The caveman dialogue wouldn't work with one call John had to make. A contact for a potential job e-mailed that John should call him to talk about opportunities. John considered temporarily giving up his week's mission, until he remembered a snippet of a John Belushi's motivational speech in Animal House: "Was it over when the Germans bombed Pearl Harbor?"

No! Holding the receiver, John dialed. It rang. And rang and rang and rang. John caught a break--he could leave a message and not have to trip himself up with a conversation! Never been so happy not to talk to someone John really needed to talk to.

Day 6

With another member of the Speech Police (Caitlin) hanging on my every word Saturday, the George Jar runneth over. So this is what it takes to get kids to listen to you?

Caitlin figured the cash in the George Jar would be her inheritance at week's end. She caught every mistake--eagerly--and, like Linda earlier in the week, even tried to trap me. As for Linda, the Speech Police Commissioner, today she learned the truth of Mark Twain's words: "Never argue with a fool, onlookers may not be able to tell the difference."

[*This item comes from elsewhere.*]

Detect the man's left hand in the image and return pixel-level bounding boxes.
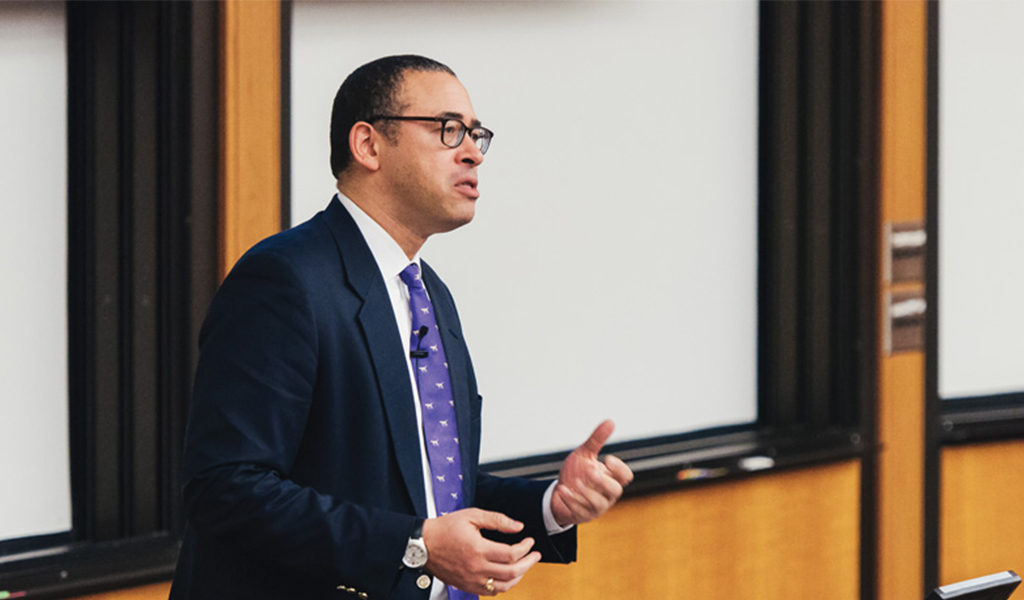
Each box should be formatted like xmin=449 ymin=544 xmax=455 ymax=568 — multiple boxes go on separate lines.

The two of us were having a minor disagreement when John replied, "John knows that. John's not an idiot." John laughed at how his own words failed to support his point.

Later, John was getting ready to read a book to Daniel at bedtime when he discovered the overwhelming vanity of Little Critter. Readers with kids, especially boys, may know Little Critter as Mercer Mayer's furry creation, a happy little creature with friends like Gator, Tiger, and Bun Bun.

But John's challenge this week allowed John to see Little Critter for what he really is--an out-of-control egomaniac. John counted 29 "I-words" in a 15-page book. Even Trump doesn't refer to himself that often.

John let Daniel read the story and John went to bed with a little more than 24 hours left until John will be able to talk normally. And people can go back to not listening to John.

Day 7

Sundays provide the ultimate ego buzzkill. There's no "I" in "church" or anyone of the words one uses in church. John would guess amens and alleluias combined outnumber the "I-word" 20 to 1, so that made for an easy hour.

John mowed the lawn and did other yardwork in the afternoon, but he can't say what Apple-created music-listening device he wore while doing it. Let's just say it wasn't the Amen-pod.

The rest of the day was largely "I-word"-free as Linda and John prepped for a Labor Day party, and the George Jar, sitting on the kitchen table, flirted shamelessly with John throughout the day. Sad, desperate little thing. The jar, not John.

That's why it's easy for John to end the relationship with the George Jar. With an additional four dollars added to it today, the George Jar finished with a grand total of $49. Not enough for a Hawaiian getaway, but enough to offset the Labor Day luau.

And it also gives John the chance to imitate Donald Trump, America's reigning "I" guy. To all of the members of John's personal Speech Police, John says, "You're fired!"